In 1914 while working on Midway Gardens, a servant murdered Mamah Cheney and set fire to the living quarters of there home. Emotionally distraught, he was only able to find solace while working and rebuilt Taliesin in Mamah’s memory.
1922 – 1934 were architecturally creative and financially catastrophic for Wright. He got an office in Los Angelas, California but had trouble finding work when he returned from Japan in 1922. He than left the west coast and went back to Taliesin. Only some of his projects would go into construction during this decade and this decade was a time of great design innovation for him. Among some of his unbuilt designs are the National Life Insurance Building in Chicago and the St. Mark’s In The Bowerie apartment towers for New York City. He also married Olga Lazovich in 1928 and turned to writing and lecturing which introduced him to a larger national audience and wrote 2 important publications in 1932: “An Autobiography” and “The Disappearing City.” He and his new wife founded an architectural school called “Taliesin Fellowship” at Taliesin at about this time as well.
He moved his new family and his new school to the warmer climate of Arizona in 1934. Wright at this time was still considered by some to be a great architect but one whose time had come and gone. He proved the critics wrong when in 1936 he staged a remarkable comeback by designing the S.C. Johnson and Son Company Administration Building in Racine, Wisconsin, and the Edgar Kaufman family house (which is also known as Falling Water) in Pennsylvania.
He decided he wanted a more permanent winter residence in Arizona so he purchased some land in the foothills of the McDowell Mountains in Scottsdale, Arizona and began construction of Taliesin West.
In 1943, even though the world was at war he received a letter that initiated the most important and challenging job of his later years if not his entire career.
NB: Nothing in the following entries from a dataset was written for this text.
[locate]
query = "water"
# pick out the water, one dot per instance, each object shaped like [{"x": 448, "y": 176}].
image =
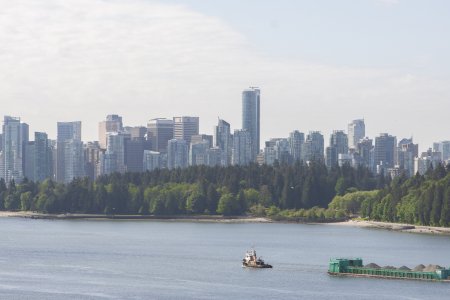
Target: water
[{"x": 42, "y": 259}]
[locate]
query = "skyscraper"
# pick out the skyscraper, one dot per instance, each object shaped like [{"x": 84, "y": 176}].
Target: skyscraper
[
  {"x": 242, "y": 147},
  {"x": 385, "y": 150},
  {"x": 43, "y": 168},
  {"x": 177, "y": 154},
  {"x": 12, "y": 155},
  {"x": 356, "y": 132},
  {"x": 338, "y": 145},
  {"x": 406, "y": 152},
  {"x": 296, "y": 140},
  {"x": 251, "y": 117},
  {"x": 160, "y": 131},
  {"x": 313, "y": 147},
  {"x": 365, "y": 153},
  {"x": 223, "y": 141},
  {"x": 69, "y": 157},
  {"x": 185, "y": 127},
  {"x": 113, "y": 123}
]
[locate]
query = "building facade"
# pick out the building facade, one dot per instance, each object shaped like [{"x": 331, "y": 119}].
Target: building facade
[
  {"x": 159, "y": 132},
  {"x": 356, "y": 132},
  {"x": 251, "y": 117}
]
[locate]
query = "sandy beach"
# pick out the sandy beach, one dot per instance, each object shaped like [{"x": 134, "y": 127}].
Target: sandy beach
[
  {"x": 178, "y": 218},
  {"x": 222, "y": 219},
  {"x": 395, "y": 227}
]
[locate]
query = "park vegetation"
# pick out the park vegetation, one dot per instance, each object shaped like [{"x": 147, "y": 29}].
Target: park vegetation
[{"x": 299, "y": 192}]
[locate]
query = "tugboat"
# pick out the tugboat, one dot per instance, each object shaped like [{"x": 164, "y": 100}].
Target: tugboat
[{"x": 252, "y": 261}]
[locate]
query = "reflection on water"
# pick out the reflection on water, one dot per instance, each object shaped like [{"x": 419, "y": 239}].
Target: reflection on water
[{"x": 43, "y": 259}]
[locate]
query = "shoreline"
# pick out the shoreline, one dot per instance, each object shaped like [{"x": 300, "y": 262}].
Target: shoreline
[
  {"x": 400, "y": 227},
  {"x": 169, "y": 218}
]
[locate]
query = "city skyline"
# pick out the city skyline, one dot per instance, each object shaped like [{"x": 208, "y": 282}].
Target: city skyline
[{"x": 184, "y": 58}]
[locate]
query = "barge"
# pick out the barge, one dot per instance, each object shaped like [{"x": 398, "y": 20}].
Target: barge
[{"x": 354, "y": 267}]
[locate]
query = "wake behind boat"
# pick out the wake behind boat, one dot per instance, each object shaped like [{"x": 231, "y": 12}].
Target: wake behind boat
[{"x": 252, "y": 261}]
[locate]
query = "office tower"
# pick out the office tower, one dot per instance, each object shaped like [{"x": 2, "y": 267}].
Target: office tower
[
  {"x": 185, "y": 127},
  {"x": 296, "y": 140},
  {"x": 242, "y": 147},
  {"x": 73, "y": 160},
  {"x": 115, "y": 149},
  {"x": 113, "y": 123},
  {"x": 200, "y": 138},
  {"x": 43, "y": 167},
  {"x": 223, "y": 141},
  {"x": 160, "y": 131},
  {"x": 356, "y": 132},
  {"x": 177, "y": 154},
  {"x": 338, "y": 145},
  {"x": 251, "y": 117},
  {"x": 313, "y": 147},
  {"x": 406, "y": 152},
  {"x": 427, "y": 160},
  {"x": 385, "y": 150},
  {"x": 277, "y": 149},
  {"x": 444, "y": 148},
  {"x": 134, "y": 154},
  {"x": 25, "y": 133},
  {"x": 12, "y": 155},
  {"x": 198, "y": 153},
  {"x": 92, "y": 159},
  {"x": 69, "y": 157},
  {"x": 137, "y": 132},
  {"x": 365, "y": 153},
  {"x": 29, "y": 156},
  {"x": 214, "y": 157},
  {"x": 152, "y": 160}
]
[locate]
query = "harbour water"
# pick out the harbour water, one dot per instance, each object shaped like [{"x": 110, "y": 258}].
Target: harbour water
[{"x": 80, "y": 259}]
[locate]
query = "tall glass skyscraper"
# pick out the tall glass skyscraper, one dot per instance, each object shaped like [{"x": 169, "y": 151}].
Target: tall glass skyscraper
[
  {"x": 356, "y": 132},
  {"x": 251, "y": 117},
  {"x": 12, "y": 156},
  {"x": 69, "y": 157}
]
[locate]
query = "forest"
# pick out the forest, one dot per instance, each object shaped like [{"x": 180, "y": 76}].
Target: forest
[{"x": 299, "y": 192}]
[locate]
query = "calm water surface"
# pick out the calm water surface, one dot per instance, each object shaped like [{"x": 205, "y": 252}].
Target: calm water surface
[{"x": 41, "y": 259}]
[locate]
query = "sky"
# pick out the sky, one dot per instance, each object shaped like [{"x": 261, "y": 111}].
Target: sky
[{"x": 319, "y": 64}]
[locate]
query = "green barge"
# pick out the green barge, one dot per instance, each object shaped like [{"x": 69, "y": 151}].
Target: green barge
[{"x": 354, "y": 267}]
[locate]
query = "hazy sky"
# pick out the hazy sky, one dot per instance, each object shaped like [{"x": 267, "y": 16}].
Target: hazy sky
[{"x": 319, "y": 64}]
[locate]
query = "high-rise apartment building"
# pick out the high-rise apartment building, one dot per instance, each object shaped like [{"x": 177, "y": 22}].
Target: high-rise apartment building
[
  {"x": 406, "y": 152},
  {"x": 134, "y": 154},
  {"x": 160, "y": 131},
  {"x": 385, "y": 151},
  {"x": 69, "y": 157},
  {"x": 365, "y": 153},
  {"x": 43, "y": 158},
  {"x": 338, "y": 145},
  {"x": 12, "y": 154},
  {"x": 444, "y": 148},
  {"x": 251, "y": 117},
  {"x": 185, "y": 127},
  {"x": 113, "y": 123},
  {"x": 242, "y": 147},
  {"x": 92, "y": 159},
  {"x": 313, "y": 147},
  {"x": 223, "y": 140},
  {"x": 296, "y": 140},
  {"x": 177, "y": 154},
  {"x": 198, "y": 153},
  {"x": 152, "y": 160},
  {"x": 356, "y": 132}
]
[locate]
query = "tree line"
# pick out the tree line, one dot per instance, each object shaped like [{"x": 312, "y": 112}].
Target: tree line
[
  {"x": 421, "y": 200},
  {"x": 232, "y": 190}
]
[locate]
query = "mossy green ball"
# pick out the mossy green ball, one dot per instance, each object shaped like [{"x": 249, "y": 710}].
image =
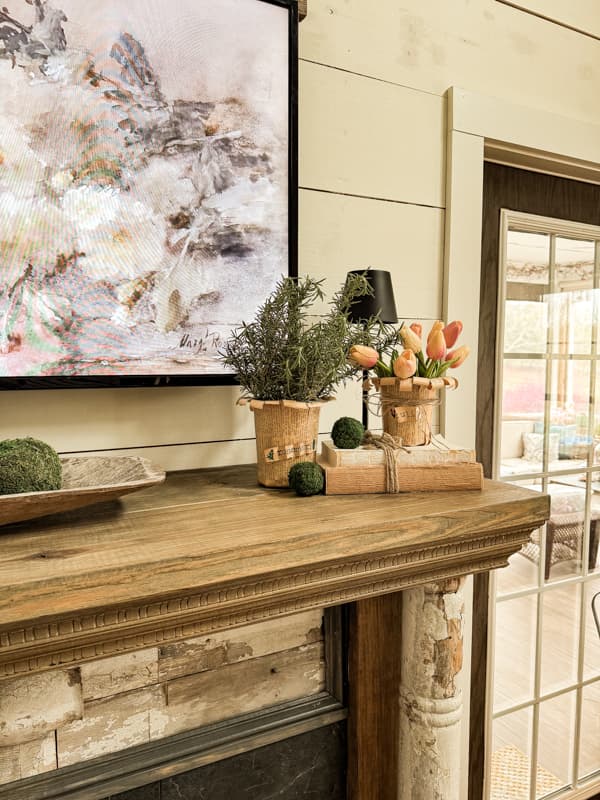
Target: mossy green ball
[
  {"x": 28, "y": 465},
  {"x": 347, "y": 433},
  {"x": 306, "y": 478}
]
He was asked to design a building to house the Solomon R. Guggenheim collection of non-objective paintings. The Guggenheim Museum is in New York City on the Upper East Side of Manhattan and still stands to this day and took over sixteen years to build.
With the end of the war in 1945, business boomed. The Research Tower for the SC Johnson Company, a skyscraper in Oklahoma, and several buildings he
designed for the Florida Southern College were built and some projects that never were developed beyond the design table were a sports club for Hollywood, California; a mile high tower for Chicago and a plan for greater Baghdad.
He was still actively involved in his work up until his death, including overseeing the construction of the Guggenheim in 1959 he was stricken by an illness that hospitalized him. On April 9, 1959 he passed away just two months shy of turning 92 years old.
This is an original article I wrote on one of my favorite architects, but I found my sources elsewhere, so just have to give credit where credit is due as always.